А они сами, Руфь, Йорген и мертвая собака, были песчинками. Маленькими невидимыми песчинками на илистом дне. Вечный шум волн то приближался, то удалялся. И никогда не был одним и тем же. Его ритм неуловимо менялся. То ли вздох, то ли всхлип воды сливался с дыханием Йоргена.

Я буду лежать здесь у самой воды и бодрствовать над собакой, и буду слушать Вселенную, думала Руфь.

Ветер усилился и уже давно задул свечи, когда Майкл открыл скрипучие двери сарая. Внутрь вполз серый утренний свет. Руфь не спала, но Йорген от испуга мгновенно соскочил на песчаный пол сарая. Она натянула рукава джемпера на затекшие руки и села.

В полумраке лицо Майкла казалось белым. Он развел руками, гнев его почти утих. Голос дрожал, словно он плачет. Он не знал, что они здесь, а то уже давно пришел бы сюда, объяснил Майкл и провел рукой по лицу. Бабушка сказала ему, что Йорген не хотел оставить собаку одну. Руфь вылезла из мешка, она не знала, как ей дальше быть. Йорген, дрожа, снова сел рядом с собакой. Подоткнул вокруг нее овчину и всхлипнул. Майклу, наверное, это показалось странным. Руфь вдруг поняла, какими глазами незнакомые люди впервые смотрят на Йоргена, когда понимают, что он не такой, как все.

Но Майкл заговорил с Йоргеном по-английски, словно не сомневался, что тот поймет каждое слово.

— We must bury Egon, — сказал он и бережно обнял Йоргена за плечи.

Не получив ответа, он медленно и внятно повторил свои слова, продолжая обнимать Йоргена. Через мгновение они оба заплакали, словно речь шла о человеке, а не о собаке.

Глядя на них, Руфь снова испытала какое-то чувство нереальности.

Майкл поднял край овчины, и они увидели голову далматинца. Она застыла с открытой пастью. Язык вывалился. Йорген попытался запихнуть его на место. Странная то была картина. Шершавый язык в руке Йоргена. Серый свет, проникавший в открытые двери сарая.

Руфь подошла к ним.

— Майкл хочет похоронить Эгона, — сказала она и сняла руку Йоргена с собаки. Она крепко обхватила брата, пытаясь согреть его. Он был холодный как лед. Йорген повернулся к ней и заморгал на свет. Потом он сбросил овчину, открыв всю собаку.

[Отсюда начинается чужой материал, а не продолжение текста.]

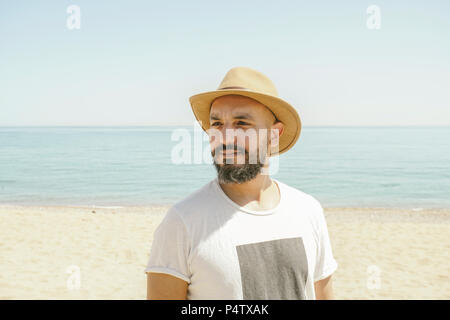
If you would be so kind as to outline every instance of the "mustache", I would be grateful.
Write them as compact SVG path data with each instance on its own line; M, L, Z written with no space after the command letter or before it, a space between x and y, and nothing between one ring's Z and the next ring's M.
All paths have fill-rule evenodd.
M244 148L241 148L239 146L234 146L234 145L225 146L225 145L223 145L222 148L221 147L217 147L216 149L214 149L214 154L216 154L217 152L226 151L226 150L233 150L233 151L237 151L239 153L244 153L244 154L247 153L247 151Z

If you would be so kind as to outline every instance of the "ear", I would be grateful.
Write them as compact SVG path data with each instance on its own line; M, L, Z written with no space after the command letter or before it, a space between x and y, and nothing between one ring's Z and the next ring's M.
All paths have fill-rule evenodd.
M281 121L275 122L270 128L270 149L271 153L278 152L280 137L283 134L284 125Z

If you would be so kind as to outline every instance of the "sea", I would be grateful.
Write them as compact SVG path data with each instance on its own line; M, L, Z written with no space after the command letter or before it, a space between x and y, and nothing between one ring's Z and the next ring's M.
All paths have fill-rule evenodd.
M304 126L270 163L324 207L450 208L450 126ZM0 127L0 204L170 205L216 176L193 126Z

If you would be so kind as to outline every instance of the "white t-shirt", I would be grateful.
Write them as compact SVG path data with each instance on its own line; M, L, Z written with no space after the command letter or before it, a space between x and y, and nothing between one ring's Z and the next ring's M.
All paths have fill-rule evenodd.
M215 178L174 204L154 233L145 272L188 282L187 298L315 299L337 268L319 201L273 179L277 207L239 206Z

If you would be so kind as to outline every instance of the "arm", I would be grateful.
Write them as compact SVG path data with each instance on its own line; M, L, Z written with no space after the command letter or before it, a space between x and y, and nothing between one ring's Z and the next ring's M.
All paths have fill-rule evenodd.
M331 276L314 282L316 300L333 300L333 286Z
M188 283L165 273L147 272L147 300L186 300Z

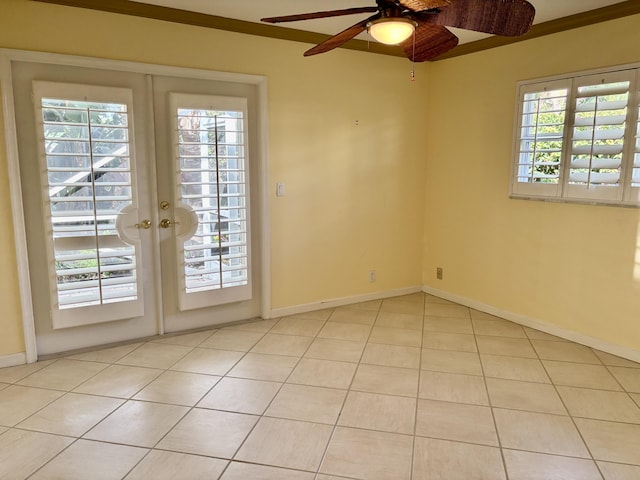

В его руке сверкнул нож. Не глядя на Руфь и Майкла, он сделал неглубокий надрез на животе собаки. От горла до хвоста, но так, чтобы не обнажились внутренности. И стал снимать шкуру. Он действовал осторожно, но уверенно. Как будто всю ночь только об этом и думал. Руфи и в голову не пришло, что следует убрать одеяло и овчину. Она только поддерживала труп собаки, чтобы он не двигался.

Сначала на лице Майкла было написано недоверчивое восхищение. Потом, словно спохватившись, он принялся помогать им. Они с Руфью держали шкуру, чтобы Йорген случайно не повредил ее. Это заняло много времени, и никто из них не проронил ни слова.

Положив ободранный труп собаки в мешок, Майкл и Йорген вдвоем отнесли его туда, где росли редкие березки, и вырыли глубокую яму. Напоследок Йорген осторожно выкопал из земли заросшую вереском кочку и так же осторожно положил ее сверху на могилу.

Шкуру засыпали солью и прибили изнутри к двери лодочного сарая. Йорген уже не раз проделывал это с овечьими шкурами, а однажды даже со шкурой оленя.

После этого они пошли в дом Майкла и по очереди вымыли руки. Йорген был спокоен. Если бы Руфь его не знала, она могла бы подумать, что он уже ничего не помнит.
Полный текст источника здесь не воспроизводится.